Anita Belle Colton was born to Irish parents and Gladys M. Colton in Kansas City, Colton took the first chance to leave her unhappy home when, at age 14, she became a contestant in the popular Walk-a-thons as a dancer. She toured with the Walk-a-thons circuits for two years, occasionally being called upon to sing, in 1934, she began touring the Midwest as a marathon dance contestant and singing The Lady in Red for tips. In 1936, she left the endurance contests, determined to become a professional singer. She started out as a girl in such Uptown venues as the Celebrity Club and the Vanity Fair, found work as a singer and waitress at the Ball of Fire, the Vialago. At the Vialago, ODay met the drummer Don Carter, who introduced her to music theory, they wed in 1937. Her first big break came in 1938 when Down Beat editor Carl Cons hired her to work at his new club at 222 North State Street, the Off-Beat, which became a popular hangout for musicians. Also performing at the Off-Beat was the Max Miller Quartet, which backed ODay for the first ten days of her stay there, the call from Krupa came in early 1941.

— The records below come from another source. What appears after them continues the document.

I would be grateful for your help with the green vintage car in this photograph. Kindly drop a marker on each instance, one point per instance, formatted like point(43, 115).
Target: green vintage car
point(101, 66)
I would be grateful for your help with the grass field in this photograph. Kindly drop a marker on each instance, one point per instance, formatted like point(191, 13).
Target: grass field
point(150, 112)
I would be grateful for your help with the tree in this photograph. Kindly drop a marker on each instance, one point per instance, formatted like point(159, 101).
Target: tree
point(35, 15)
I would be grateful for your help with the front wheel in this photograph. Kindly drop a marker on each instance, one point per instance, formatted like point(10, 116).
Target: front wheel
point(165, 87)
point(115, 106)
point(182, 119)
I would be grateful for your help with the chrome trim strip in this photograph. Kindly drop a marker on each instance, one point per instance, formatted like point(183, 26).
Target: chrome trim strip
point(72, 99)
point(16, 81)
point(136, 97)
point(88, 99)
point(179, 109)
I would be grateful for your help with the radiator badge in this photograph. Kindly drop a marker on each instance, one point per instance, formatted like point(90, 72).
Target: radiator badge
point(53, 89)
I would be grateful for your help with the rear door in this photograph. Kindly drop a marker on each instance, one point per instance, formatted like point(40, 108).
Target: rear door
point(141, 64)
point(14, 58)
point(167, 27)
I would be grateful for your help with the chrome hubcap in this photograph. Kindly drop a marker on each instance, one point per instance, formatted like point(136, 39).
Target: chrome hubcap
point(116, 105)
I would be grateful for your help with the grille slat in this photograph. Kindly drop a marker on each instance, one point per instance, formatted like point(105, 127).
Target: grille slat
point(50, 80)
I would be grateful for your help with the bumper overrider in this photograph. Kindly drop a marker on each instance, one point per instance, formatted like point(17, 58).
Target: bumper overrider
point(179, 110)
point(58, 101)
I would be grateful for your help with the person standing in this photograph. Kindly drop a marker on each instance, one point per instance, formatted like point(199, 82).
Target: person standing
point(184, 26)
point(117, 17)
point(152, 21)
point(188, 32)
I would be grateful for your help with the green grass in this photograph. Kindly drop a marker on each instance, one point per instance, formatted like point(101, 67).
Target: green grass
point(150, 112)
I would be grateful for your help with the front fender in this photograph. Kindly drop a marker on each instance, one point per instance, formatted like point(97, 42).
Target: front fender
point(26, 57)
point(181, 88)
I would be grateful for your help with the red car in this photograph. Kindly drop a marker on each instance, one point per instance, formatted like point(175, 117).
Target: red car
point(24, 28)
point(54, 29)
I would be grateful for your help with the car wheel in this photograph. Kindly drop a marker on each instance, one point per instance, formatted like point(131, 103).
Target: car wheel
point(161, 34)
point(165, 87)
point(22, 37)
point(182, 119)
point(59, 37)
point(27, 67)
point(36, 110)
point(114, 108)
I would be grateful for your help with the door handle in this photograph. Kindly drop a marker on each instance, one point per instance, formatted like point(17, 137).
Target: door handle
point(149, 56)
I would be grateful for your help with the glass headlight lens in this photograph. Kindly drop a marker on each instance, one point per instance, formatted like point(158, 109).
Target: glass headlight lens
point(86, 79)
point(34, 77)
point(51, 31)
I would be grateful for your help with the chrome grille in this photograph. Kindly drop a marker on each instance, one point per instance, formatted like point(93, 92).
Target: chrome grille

Of the 34 sides she recorded with Krupa, it was Let Me Off Uptown, a novelty duet with Roy Eldridge and that same year, Down Beat named ODay New Star of the Year. In 1942 she appeared with the Krupa band in two soundies, singing Thanks for the Boogie Ride and Let Me Off Uptown, the same year Down Beat magazine readers voted her into the top five big band singers. ODay came in fourth, with Helen OConnell first, Helen Forrest second, Billie Holiday third, ODay married golf pro and jazz fan Carl Hoff in 1942. When Krupas band broke up after he was arrested for possession of cannabis in 1943, ODay joined Woody Herman for a gig at the Hollywood Palladium
Barbara Stanwyck was an American actress and dancer. She was a film and television star, known during her 60-year career as a consummate and versatile professional with a strong, realistic screen presence, deMille, Fritz Lang, and Frank Capra. After a short but notable career as an actress in the late 1920s, she made 85 films in 38 years in Hollywood. Orphaned at the age of four and partially raised in foster homes and she was nominated for the Academy Award for Best Actress four times, for Stella Dallas, Ball of Fire, Double Indemnity and Sorry, Wrong Number. For her television work she won three Emmy Awards, for The Barbara Stanwyck Show, The Big Valley and The Thorn Birds, the Thorn Birds won her a Golden Globe. She received an Honorary Oscar at the 1982 Academy Award ceremony and she was the recipient of honorary lifetime awards from the American Film Institute, the Film Society of Lincoln Center, the Los Angeles Film Critics Association and the Screen Actors Guild. Stanwyck received a star on the Hollywood Walk of Fame in 1960, Barbara Stanwyck was born Ruby Catherine Stevens on July 16,1907, in Brooklyn, New York.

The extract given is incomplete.